Asked by arenad at 6:53 AM on Jan. 30, 2011 in Home & Garden

Level 23 (15,984 Credits)
This question is closed.
Answers (14)
  • Either or both. It depends on the relationships.
    tootoobusy

    Answer by tootoobusy at 6:57 AM on Jan. 30, 2011

  • I really think it depends on whatever will bring the most comfort to those left behind. Will your nephew and everyone take comfort from you being there? (like, thank you so much for being here, I could really use a shoulder to lean on today sort of thing) Or will it upset them for you to be there, knowing you didn't like her? (like they're thinking, what, you're hear to gloat or dance on her grave sort of thing)

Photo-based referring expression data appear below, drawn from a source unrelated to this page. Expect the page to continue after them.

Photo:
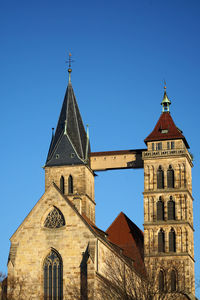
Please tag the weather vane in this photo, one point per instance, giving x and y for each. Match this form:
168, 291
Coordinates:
165, 85
69, 62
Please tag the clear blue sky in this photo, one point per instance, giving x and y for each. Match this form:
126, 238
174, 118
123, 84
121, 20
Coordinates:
123, 50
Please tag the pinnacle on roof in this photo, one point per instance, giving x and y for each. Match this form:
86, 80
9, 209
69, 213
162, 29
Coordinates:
165, 128
70, 144
165, 102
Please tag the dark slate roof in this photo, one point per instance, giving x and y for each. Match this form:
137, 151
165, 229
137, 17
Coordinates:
166, 129
125, 234
68, 145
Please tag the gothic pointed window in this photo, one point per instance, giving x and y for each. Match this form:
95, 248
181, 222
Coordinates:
52, 272
170, 177
70, 185
172, 241
173, 281
160, 178
62, 184
161, 241
171, 209
161, 281
55, 219
160, 210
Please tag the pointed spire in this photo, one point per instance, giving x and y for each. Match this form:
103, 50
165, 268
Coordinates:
70, 143
87, 143
165, 102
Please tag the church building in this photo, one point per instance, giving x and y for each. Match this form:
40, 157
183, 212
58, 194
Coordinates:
59, 253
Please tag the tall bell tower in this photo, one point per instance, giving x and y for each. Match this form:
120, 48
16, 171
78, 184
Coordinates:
168, 205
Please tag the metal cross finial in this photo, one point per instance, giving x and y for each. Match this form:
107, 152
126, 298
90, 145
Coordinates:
165, 85
69, 62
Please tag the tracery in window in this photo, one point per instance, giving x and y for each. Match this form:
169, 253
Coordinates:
55, 219
52, 270
160, 178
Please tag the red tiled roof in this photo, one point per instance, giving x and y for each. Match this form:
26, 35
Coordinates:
94, 227
165, 129
125, 234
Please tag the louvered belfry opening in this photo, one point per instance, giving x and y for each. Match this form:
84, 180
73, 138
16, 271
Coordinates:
160, 178
53, 289
170, 177
172, 241
161, 241
70, 184
171, 209
161, 281
62, 184
160, 210
173, 281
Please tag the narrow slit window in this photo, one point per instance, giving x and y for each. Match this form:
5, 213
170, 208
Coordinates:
171, 209
172, 241
70, 185
173, 281
161, 281
161, 241
62, 184
170, 177
160, 178
160, 210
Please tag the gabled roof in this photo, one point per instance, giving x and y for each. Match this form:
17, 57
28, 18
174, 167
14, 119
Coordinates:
68, 145
125, 234
165, 129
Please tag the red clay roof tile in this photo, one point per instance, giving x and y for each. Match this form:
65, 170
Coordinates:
165, 129
125, 234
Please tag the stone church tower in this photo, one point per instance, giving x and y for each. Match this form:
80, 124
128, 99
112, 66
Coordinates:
58, 243
168, 205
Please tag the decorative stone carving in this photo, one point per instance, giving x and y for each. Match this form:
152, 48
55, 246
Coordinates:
55, 219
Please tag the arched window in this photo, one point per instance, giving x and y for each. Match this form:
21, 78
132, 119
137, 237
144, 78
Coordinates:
55, 219
160, 210
62, 184
52, 269
70, 184
173, 280
172, 241
160, 178
171, 209
161, 281
170, 177
161, 241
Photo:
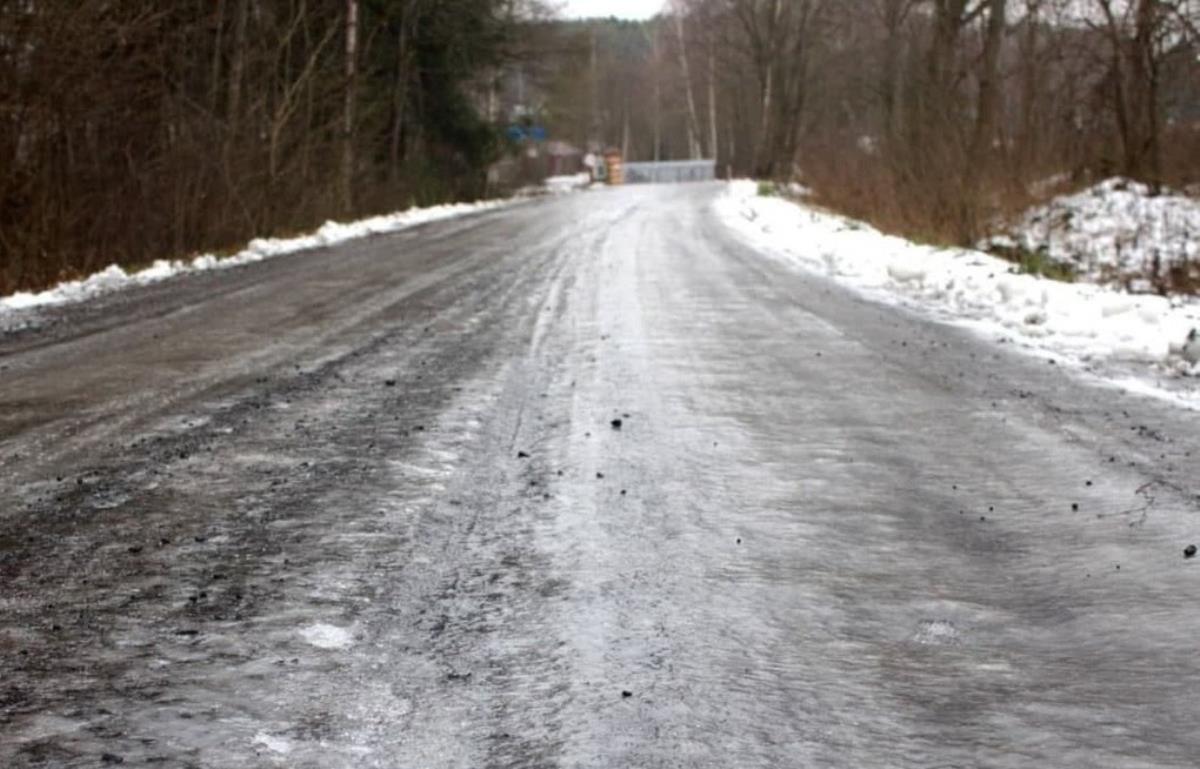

    If you aren't sure, you could maybe quietly ask another relative close to the bereaved and ask them what they think. But either way, I would tell your nephew and them that you know how much she meant to them, and how sorry you are for their loss, and I would help them however I could - bring them food, take care of errands, whatever would help them.

    sailorwifenmom

    Answer by sailorwifenmom at 7:16 AM on Jan. 30, 2011

  • What tootoobusy said
    Melissa15

    Answer by Melissa15 at 7:16 AM on Jan. 30, 2011

  • Agree with tootoobusy. If you genuinely want to express your condolences to the family you can go to the wake, at least.
    elizabr

    Answer by elizabr at 7:17 AM on Jan. 30, 2011

  • IMO the funeral/wake is for family members and friends of the deceased, it's so they can get that final closure. The others that go, go so they can pay their final respects to the family. I know people who will go to a funeral of someone they didn't know just because they are worried that their friends will need them. I agree with elizabr you could go to the wake, do a walk through, give your hugs and express your condolences and then leave. Good Luck hun.
    kitchenwitch78

    Answer by kitchenwitch78 at 7:29 AM on Jan. 30, 2011

  • famil comfort
    My mom and dad have been divorced since I was 14. When my dad passed she went to support my brother and I even though she still had hurt feelings toward him. Then this past June my paternal Gram passed. My mom came to the visitation, not the funeral but she still showed her support. Even though her and my Gram had never really gotten along and from what I've heard Gram was not the nicest mother-in-law.
    So go for your nephew, comfort him in his time of grief.
    sandbuster

    Answer by sandbuster at 7:31 AM on Jan. 30, 2011

  • It is completely up to you. I think that out of respect for your Mom/Dad (whom ever mother it is) I would go. For them. Not you. And not for Grandmom. Id also go for your nephew out of repect for him and his relationship with her. YOu dont need to grieve or partake in readings. Just go for them. It will be over before you know it and it may make you feel a lot better that you were there for your family with physical support. GL!!
    Steph319

    Answer by Steph319 at 7:38 AM on Jan. 30, 2011

  • IMO it is for both. I would go out of respect for your extended family.
    2BlondeBabies

    Answer by 2BlondeBabies at 8:09 AM on Jan. 30, 2011

  • i agree with above
    san78

    Answer by san78 at 8:19 AM on Jan. 30, 2011

  • I go for both in some situation and in others it is for the family that is left behind. I think in you situation you need to go for you nephew so you can be there and support him. One of best friend's lost her aunt this past year and we went to support her even though I didn't know her aunt very well.

    If the person that passes is someone I am close to then of course I go for the person and their family. If it is for someone I don't really know well, I will go for the family.